Nor is he the only voice suggesting that the Tories might profit from being the only party to give a voice to Scotland’s more than one million Leave voters. Indeed Jamie Greene, another Conservative MSP, made that case on this site yesterday.
Whilst this goes on, the Scottish Tories have attacked the SNP over their refusal to back a Brexit deal, accusing Nicola Sturgeon’s party of seeking a ‘neverendum’ on the EU question to drive up support for independence. Carlaw has also fiercely criticised the First Minister over her apparent willingness to install Jeremy Corbyn in Downing Street for the price of a second referendum on independence.
Democratic Unionists ‘under pressure’ over Brexit compromise
The DUP have found themselves on the wrong end of a historically familiar dynamic as they came in for extremely heavy fire for backing the Prime Minister’s proposed Brexit compromise.
The BBC reports how the party’s u-turn on previous opposition to any border down the Irish Sea has seen it attacked from both sides by both the hard-line Traditional Unionist Voice and the historically more moderate Ulster Unionist Party, whose former leader Reg Empey branded the proposals “ghastly” and mocked the DUP leader as “two-borders Foster”.
Such criticism will be uncomfortably familiar for the Democratic Unionists because it is precisely the tactic they unleashed against David Trimble in the wake of the Belfast Agreement, and used to great effect to supplant the UUP as the pre-eminent party of unionism in the Province.
Whilst initially defending the proposal, the DUP swiftly turned its fire on Leo Varadkar once it was rejected.

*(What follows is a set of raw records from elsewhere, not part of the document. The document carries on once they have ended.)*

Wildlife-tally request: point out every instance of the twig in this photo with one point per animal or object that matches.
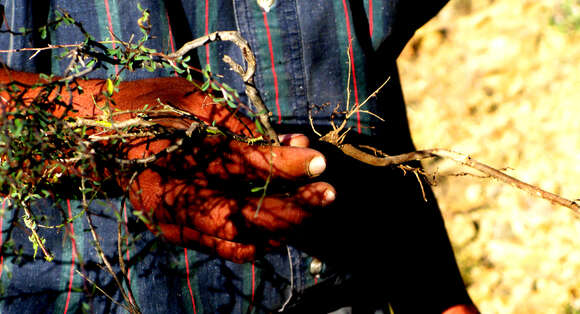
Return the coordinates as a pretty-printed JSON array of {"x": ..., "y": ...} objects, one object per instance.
[
  {"x": 30, "y": 223},
  {"x": 133, "y": 308},
  {"x": 247, "y": 74},
  {"x": 463, "y": 159}
]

Arlene Foster reportedly feels ‘aggrieved’ that her party didn’t receive more ‘covering fire’ from business and agricultural interests which had been pressing it to give ground.
Meanwhile Suella Braverman and Greg Hands, two of the MPs involved in Prosperity UK’s Alternative Arrangements Commission, have written in the Daily Telegraph that they now believe Dublin and Brussels had no intention of working in good faith towards an alternative to the Backstop.
Gove blasts Scottish Government over Brexit preparations
Michael Gove has said that he is “deeply worried” by the state of the Scottish Government’s preparations for a no-deal exit from the EU, the Press & Journal reports.
On the same day that John Swinney, the Deputy First Minister, published the SNP’s plans, the Cabinet Office minister said that when he “scanned” the proposals he could not see that money from Whitehall was being passed on to the places and industries that needed it most, such as fishing.
Gove was speaking in the Commons after being pressed on the issue by Andrew Bowie, the Scottish Tory MP for West Aberdeenshire and Kincardine.
He particularly criticised the decision to hand only £50,000 to each local authority, arguing that this was not sufficient for them to do everything they needed to do in a no-deal scenario. This would fit into a well-established pattern of the SNP central government undermining local government in Scotland.